Aleksandar Vui, the president of Serbia, declared his decision to suspend the EuroPride festival on September 12–18th during a press conference when he also suggested increasing the term of Serbia’s lesbian prime minister.
Several Factors Involved in Decision to Call Off EuroPride
Almost three years ago, representatives of the European Pride Organisers Association (EPOA) decided to hold the annual celebration in Serbia’s metropolis. The officials of the Balkan nation did not believe they could manage EuroPride, which included a Pride march, according to Vui, who cited the situation with neighboring Kosovo and several economic issues as factors.
“This is a breach of minority rights, but the government is currently under fire from many issues,” he added.
The coordinators of EuroPride said that Serbian officials must offer protection from “bullies” who endanger the march and try to tarnish it. The Serbian prime minister, Ana Brnabi, was pushed to keep her pledge to sponsor the meeting by the president of the EPOA, Kristne Garina.

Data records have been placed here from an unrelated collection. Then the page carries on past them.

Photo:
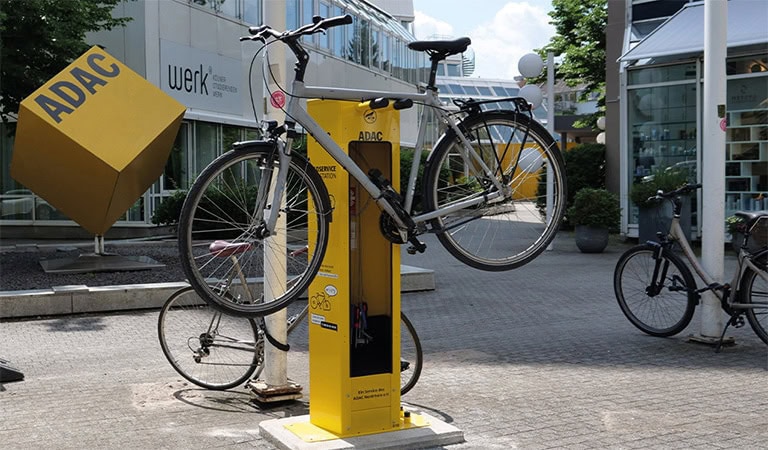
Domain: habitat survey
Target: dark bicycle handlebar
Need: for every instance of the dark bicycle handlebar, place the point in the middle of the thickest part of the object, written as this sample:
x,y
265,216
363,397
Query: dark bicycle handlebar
x,y
685,189
318,25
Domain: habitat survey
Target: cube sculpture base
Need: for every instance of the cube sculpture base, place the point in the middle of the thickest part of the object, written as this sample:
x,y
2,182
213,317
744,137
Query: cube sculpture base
x,y
422,431
90,263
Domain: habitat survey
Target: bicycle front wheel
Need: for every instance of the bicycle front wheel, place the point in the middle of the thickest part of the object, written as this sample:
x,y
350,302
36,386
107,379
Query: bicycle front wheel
x,y
223,252
656,294
208,348
411,356
754,293
508,231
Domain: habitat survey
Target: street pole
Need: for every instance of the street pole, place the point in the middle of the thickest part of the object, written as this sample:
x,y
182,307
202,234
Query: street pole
x,y
551,129
713,160
275,385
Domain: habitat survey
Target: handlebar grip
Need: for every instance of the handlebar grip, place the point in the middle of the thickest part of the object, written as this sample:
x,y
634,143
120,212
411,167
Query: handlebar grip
x,y
257,30
335,21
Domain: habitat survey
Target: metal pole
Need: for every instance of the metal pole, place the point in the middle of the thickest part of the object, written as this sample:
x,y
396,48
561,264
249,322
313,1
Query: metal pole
x,y
275,249
713,159
551,129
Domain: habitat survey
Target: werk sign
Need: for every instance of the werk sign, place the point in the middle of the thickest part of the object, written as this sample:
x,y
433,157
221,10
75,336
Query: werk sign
x,y
93,139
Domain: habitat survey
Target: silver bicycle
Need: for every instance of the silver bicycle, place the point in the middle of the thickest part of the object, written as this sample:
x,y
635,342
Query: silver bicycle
x,y
658,294
483,189
217,351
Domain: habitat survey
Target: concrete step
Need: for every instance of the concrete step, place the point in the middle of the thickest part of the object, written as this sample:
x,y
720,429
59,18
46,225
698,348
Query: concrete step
x,y
75,299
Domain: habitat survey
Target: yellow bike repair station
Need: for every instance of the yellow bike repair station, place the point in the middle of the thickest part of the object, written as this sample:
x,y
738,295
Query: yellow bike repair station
x,y
354,315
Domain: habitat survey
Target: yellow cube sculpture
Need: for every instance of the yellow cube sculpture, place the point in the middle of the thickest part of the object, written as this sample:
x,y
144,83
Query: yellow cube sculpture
x,y
93,139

The president added, “President Vui cannot call off someone else’s function.” The European Court of Human Rights declared that the freedom to practice Pride is a fundamental human right. While extreme right-wing followers have been more outspoken and have insulted and occasionally assaulted persons for their sexual orientation or gender identity, Serbia has vowed to preserve LGBTQ+ rights as it applies to joining the EU.
Brnabi Under Scrutiny
Brnabi was elected as Serbia’s prime minister for the first time in 2017, which was viewed as a significant development for a primarily conservative and male-dominated nation. Brnabi, who lives with a female partner, has been under fire from LGBTQ+ organizations for not doing more to advance the status of lesbian, gay, bisexual, transgender, and queer people in Serbian culture.
Following altercations at the 2010 Pride march in Belgrade, future marches had heavy police security. As the news in Serbia continues to unfold, HomoCulture will keep our international readers and travelers up to date on the latest.